Fig 3.  reactor contents removed from the body	Fig 4.  The grey plugs need to be removed from the pump.

The first step was the assembly of the pump and its connections.  Each opening on the pump was capped with a grey plug.  These were removed and Teflon tape fitted to the screw thread (fig 4).  The two grey threaded elbow/pipe nipples were screwed to the intake and the return.  The alignment of the pump was determined by placing it on the base such that the pump baseplate lined with the holes in the black acrylic and the two fitting adjusted such that the outflow faced the reactor base and the prefitted connections there (fig 5).  With the pump in place, the distance between the two pipe nipples was measured and a piece of the plastic hose cut to size.  This was moistened and slid onto the reactor end first.  Holding it in place, the pump nipple was slid into the tube and fitted such that the pump sat over the holes (fig 6). 

 

Fig 5.  Alignment of the pump and reactor  feed prior to cutting and fitting claer pipe	Fig 6.  The clear pipe is fitted first to the  reactor, then to the pump and clamped  down using supplied fittings

The pump was then screwed down to the base plate using the four white plastic screws and washers (fig 7).  Peforming the assembly in this order saves undue stress on the reactor body.  The next step was the alignment of the pump intake to the reactor.  The top was placed back over the screws and the union at the top opened to allow the down pipe to rotate. The down pipe was slid around till it lined up over the pump intake and the distance between the pump and reactor nipples measured (fig 8). 

 

Fig 7. After fitting the lower tubing, the pump is affixed to the base with the 4 plastic screws	Fig 8.  The top is refitted, the union opened and the down pipe aligned with the pump intake to measure the length of pipe needed.

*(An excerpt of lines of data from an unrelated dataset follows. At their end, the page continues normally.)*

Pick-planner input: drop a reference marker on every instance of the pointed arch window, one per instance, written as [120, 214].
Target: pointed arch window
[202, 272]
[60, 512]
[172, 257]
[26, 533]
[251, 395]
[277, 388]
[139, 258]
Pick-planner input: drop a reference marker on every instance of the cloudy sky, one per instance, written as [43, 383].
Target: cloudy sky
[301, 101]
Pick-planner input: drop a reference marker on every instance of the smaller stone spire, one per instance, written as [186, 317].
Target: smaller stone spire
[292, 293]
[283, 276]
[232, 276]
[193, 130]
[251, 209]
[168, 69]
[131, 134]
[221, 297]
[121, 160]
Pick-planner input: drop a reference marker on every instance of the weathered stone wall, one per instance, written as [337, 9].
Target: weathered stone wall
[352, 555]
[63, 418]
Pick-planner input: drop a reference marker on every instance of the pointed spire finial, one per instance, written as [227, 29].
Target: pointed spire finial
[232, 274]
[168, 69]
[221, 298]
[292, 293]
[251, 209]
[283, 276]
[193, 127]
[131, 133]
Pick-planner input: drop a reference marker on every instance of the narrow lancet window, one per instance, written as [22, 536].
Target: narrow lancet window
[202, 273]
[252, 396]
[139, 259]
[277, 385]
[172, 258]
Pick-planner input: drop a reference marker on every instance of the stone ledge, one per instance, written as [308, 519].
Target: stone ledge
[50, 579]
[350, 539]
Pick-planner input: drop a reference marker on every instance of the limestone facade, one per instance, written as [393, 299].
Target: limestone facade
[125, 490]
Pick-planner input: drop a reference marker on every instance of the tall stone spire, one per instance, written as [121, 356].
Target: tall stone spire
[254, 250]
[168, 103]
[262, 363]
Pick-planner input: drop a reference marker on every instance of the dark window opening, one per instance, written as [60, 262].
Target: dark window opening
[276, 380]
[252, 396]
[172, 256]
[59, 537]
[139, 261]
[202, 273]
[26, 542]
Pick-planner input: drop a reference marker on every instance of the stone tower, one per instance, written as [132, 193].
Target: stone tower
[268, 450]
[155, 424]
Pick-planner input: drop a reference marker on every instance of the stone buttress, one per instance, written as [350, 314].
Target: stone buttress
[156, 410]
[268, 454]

The hose was cut to size and slid first onto the pump intake then the reactor down pipe was released from the reactor by opening the union and then the nipple seated into the tube.  This prevents stressing the white plastic pump mount screws.  Once seated the union was checked and closed to make a tight seal.  The white plastic cable clips were placed around each nipple/pipe connection. Having fitted the pump, the reactor feed was assembled.  This is comprised of a length of clear plastic tubing with a black reducer at one end connected to a larger bore of pipe.  This latter piece of pipe allows the user to slide an MJ type powerhead into the end to act as a feed pump (I use an MJ400).  The connections between the two pipes are presealed with cable clips.  I personally found this to be a great feature of this product.  In the past I have assembled reactors only to hunt fittings to allow a connection to a feed pump.  The assembly of this required only the tightening of the prefitted white screw to the inlet premarked as feed.  The effluent was similarly fitted, and comes supplied with a flow regulator tap, again a nice feature (fig 9).  The CO2 feed includes a one way valve to prevent back pressure forcing water into the CO2 regulator. This is assembled as above into the CO2 labelled fitting.  While some reactors have self filling bubble chambers, I added some RODI water to the chamber prior to fitting the CO2 feed (fig 10).   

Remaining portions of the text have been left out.